People keep asking how our multi-shot engine actually renders videos. Short answer: it is duct tape, puppeteer, and a lot of careful engineering. Long answer below.
The problem
When we started, no video-generation API offered multi-shot in a single render. Runway had it in their web UI, but not in their API. Every other provider forced us to render shots individually and stitch them — which broke visual consistency and doubled our costs.
The pragmatic choice: browser automation
Instead of waiting for APIs to catch up, we built a browser automation layer that drives Runway’s web interface directly. Each job spins up a headless Chrome instance, logs into a pre-authorized account, fills the storyboard UI, clicks render, and waits.
Client → POST /api/jobs (SQLite record)
→ startJobWorker(jobId)
→ execFile("node lib/runway-browser.mjs")
→ Puppeteer + stealth plugin
→ fills scenes in Runway Multishot UI
→ triggers Generate
→ polls DOM for <video> element
→ downloads MP4
→ uploads to Cloudflare R2
→ updates job status = completedThe queue
Jobs are stored in a SQLite file with status fields: pending, processing, completed, failed. A background worker polls for pending jobs and runs them through the browser automation. Because SQLite is just a file and the worker is a long-running Node process, we survive restarts — on boot, we requeue anything left in-flight.
This is the reason you can close your browser tab during a render. The job is server-side state; your tab is just a viewer polling a public endpoint for progress.
What we learned the hard way
- Headless Chrome is memory hungry. 1GB per instance is normal. Hetzner VPS works; Vercel serverless does not.
- Google OAuth hates automation. Stealth plugin + persistent profile kept our session alive. Anti-bot was a year-long arms race.
- File cleanup matters. After upload to R2, we delete the local file.
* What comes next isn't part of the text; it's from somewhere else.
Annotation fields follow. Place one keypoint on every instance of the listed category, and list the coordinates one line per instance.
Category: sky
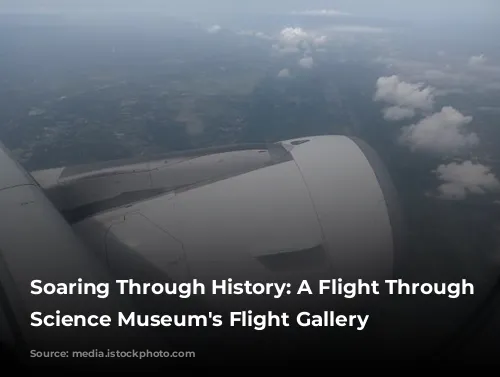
(432, 9)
Without this, 35GB disk fills in a week.
- Status polling needs backoff. First iteration polled every 1s and DDoS'd ourselves. 5s feels right.
What is next
We are migrating to a proper message queue (BullMQ + Redis) to handle concurrency across multiple worker pools. That opens the door to real priority tiers — not just "faster queue" but "dedicated hardware" for Studio customers.
Longer-term, we are training our own multi-shot model. Browser automation was the right choice to launch in 3 weeks. It is not the right choice to scale to a million videos per month. When we flip the switch, the change will be invisible to users — the API stays the same, just faster and cheaper.
“Build the thing that works in days. Then replace the hacks while users use the product.”